Forum Moderators: coopster
I want to have some pages write out a static version, so my webserver can serve that if it's present.
Of course I want to be sure that there wouldn't be an instance where two processes try to write to the file at the same time.
Thanks.
and without a special renamer-process, you definetly will still have a race-condition: A writes his unique file, B writes his unique file, A renames, B renames. A's changes are lost.
Yes it won't be instant however we are talking about cache here, if such cache file is active 1 second past first user request then it is reasonable time for most cases.
The name for filename should really include checksum for its contents, this way if A writes unique filename and then B writes it - with the same content, then overwriting same file won't matter since content was the same, otherwise filename might be different.
I think insofar as file renaming is concerned then this race condition will be handled easily by OS, something that you can't expect to happen efficiently and easy with file writing - locks may sound convinient but it's best to avoid them.
which functions do you mean?
>>Yes it won't be instant however we are talking about cache here, if such cache file is active 1 second past first user request then it is reasonable time for most cases.
you're right ... but why not make it "right" ;)
>>locks may sound convinient but it's best to avoid them.
why? if the environment is somewhat stable, they'll do the job.
locks are bad in that they will block processing - if we are talking about race conditions this automatically implies that there is a good probability that the same resources will be accessed at the same time (hence locking is needed), so this means that with lock other processes will be _blocked_ awaiting end of lock. Locking is convenient for programmers as it allows poor "serial" algorithms to be used, however the drawback is that scalability is not going to be good. Sorry for so much text - you said you wanted to get it right :)

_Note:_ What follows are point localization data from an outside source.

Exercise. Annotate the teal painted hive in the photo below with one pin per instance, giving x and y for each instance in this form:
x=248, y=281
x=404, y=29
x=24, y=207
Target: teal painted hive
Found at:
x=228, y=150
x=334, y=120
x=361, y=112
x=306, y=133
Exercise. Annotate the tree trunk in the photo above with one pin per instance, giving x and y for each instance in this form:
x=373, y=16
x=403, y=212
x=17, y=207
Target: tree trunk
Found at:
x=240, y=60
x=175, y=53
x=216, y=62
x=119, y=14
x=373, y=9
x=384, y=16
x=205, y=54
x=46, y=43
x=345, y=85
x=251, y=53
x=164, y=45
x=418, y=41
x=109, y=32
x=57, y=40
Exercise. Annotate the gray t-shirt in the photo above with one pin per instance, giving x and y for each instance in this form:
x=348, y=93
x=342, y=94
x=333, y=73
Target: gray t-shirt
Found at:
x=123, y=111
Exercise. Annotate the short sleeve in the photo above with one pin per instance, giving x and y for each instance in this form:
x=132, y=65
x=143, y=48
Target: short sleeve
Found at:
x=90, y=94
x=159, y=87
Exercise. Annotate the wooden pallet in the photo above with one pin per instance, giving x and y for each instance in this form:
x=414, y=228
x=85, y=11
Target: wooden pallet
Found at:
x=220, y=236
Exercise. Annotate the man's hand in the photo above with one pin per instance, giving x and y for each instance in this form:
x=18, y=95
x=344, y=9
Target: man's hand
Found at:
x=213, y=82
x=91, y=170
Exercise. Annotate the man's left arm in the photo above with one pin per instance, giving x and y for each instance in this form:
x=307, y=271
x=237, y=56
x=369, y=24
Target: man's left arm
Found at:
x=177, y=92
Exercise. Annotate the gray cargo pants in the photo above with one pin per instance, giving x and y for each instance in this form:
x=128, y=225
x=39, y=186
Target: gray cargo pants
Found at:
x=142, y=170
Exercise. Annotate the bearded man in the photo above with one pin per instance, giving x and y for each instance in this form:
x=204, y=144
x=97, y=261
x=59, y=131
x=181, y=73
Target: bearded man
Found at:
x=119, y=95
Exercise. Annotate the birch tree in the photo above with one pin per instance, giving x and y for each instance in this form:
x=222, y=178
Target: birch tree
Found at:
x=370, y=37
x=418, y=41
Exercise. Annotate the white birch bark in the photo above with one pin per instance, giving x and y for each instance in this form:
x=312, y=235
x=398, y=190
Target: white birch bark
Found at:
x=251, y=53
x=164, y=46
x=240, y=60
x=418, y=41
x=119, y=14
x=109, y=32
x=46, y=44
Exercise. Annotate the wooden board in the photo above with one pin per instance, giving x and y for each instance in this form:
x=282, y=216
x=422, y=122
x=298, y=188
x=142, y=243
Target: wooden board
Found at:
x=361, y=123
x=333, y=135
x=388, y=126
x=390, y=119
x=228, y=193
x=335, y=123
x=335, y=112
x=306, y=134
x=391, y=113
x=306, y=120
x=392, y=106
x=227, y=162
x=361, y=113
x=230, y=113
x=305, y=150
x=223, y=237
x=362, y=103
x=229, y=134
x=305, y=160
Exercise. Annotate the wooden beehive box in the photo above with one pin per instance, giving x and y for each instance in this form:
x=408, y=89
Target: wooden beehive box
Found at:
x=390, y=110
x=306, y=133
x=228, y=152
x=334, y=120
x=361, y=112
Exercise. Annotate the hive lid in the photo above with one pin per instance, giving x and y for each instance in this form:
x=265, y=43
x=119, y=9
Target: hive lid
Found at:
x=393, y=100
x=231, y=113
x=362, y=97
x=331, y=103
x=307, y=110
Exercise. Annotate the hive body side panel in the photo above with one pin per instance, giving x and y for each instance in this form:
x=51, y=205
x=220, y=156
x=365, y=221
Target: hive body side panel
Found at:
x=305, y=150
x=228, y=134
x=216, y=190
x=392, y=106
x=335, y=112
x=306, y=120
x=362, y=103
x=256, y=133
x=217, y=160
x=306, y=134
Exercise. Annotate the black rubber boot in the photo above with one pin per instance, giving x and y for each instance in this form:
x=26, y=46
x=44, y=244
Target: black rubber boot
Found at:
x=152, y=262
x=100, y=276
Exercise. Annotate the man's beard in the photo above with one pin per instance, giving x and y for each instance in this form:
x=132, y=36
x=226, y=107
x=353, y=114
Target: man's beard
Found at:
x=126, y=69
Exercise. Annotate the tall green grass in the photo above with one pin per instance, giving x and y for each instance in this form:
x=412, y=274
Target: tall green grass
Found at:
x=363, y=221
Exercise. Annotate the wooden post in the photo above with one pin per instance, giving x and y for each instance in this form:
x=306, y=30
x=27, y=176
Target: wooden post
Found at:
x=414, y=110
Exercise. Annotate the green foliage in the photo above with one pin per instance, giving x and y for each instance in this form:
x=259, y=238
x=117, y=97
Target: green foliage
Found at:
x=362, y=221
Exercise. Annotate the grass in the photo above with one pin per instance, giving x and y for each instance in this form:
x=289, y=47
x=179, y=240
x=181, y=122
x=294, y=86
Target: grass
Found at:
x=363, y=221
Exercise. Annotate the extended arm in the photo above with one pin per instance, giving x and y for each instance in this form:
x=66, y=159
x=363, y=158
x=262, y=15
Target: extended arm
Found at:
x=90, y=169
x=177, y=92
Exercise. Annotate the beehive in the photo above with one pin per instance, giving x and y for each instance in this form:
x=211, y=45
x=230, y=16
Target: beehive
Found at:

So flock is only needed if you have separate read and write 'phases' and you don't want to lose updates.
While it's true that file locking blocks other processes and other instances of the same process, it only blocks them when they try to write to the same file -- i.e. it only blocks them when it has to, and when you want it to. If you check for 'fairly-fresh cached version exists' before you generate another cached static copy, then instances of locked-file waits should be rare indeed.
Jim
thanks for pointing me towards tempnam(), didn't know of that yet. As stated in the comments, it's not possible to do the same thing in php itself and that's mainly what had me wondering. thanks again.
The thing to watch with file based caching is to avoid having too many files - NTFS for example performs very poorly when number of files in a directory exceeds reasonable number: I've had 350-400k small files once in a single directory and boy that sucked :(
Suppose cache is totally necessary, ok, then lets say you have 100000 different products for which cache needs to be created, you definately don't want that many files so generate single big cache file for all products _offline_ and keep in database offsets for each of the products and length of data to read for that cache value. This way you'd avoid auto-generating cache on the fly and effectively cache everything without getting into a big mess with lots of files (backing those up is a nightmare, and FTPing is even worse!).
Are site is dynamic, but on these high traffic peak times, I'd like to be able to toss some files off to the filesystem.
That way, my webserver (nginx) can rapidly serve the static files if they're there. If not, they can generate them from the database.
Just like wp-cache, it's a way to survive a digging or TV mention.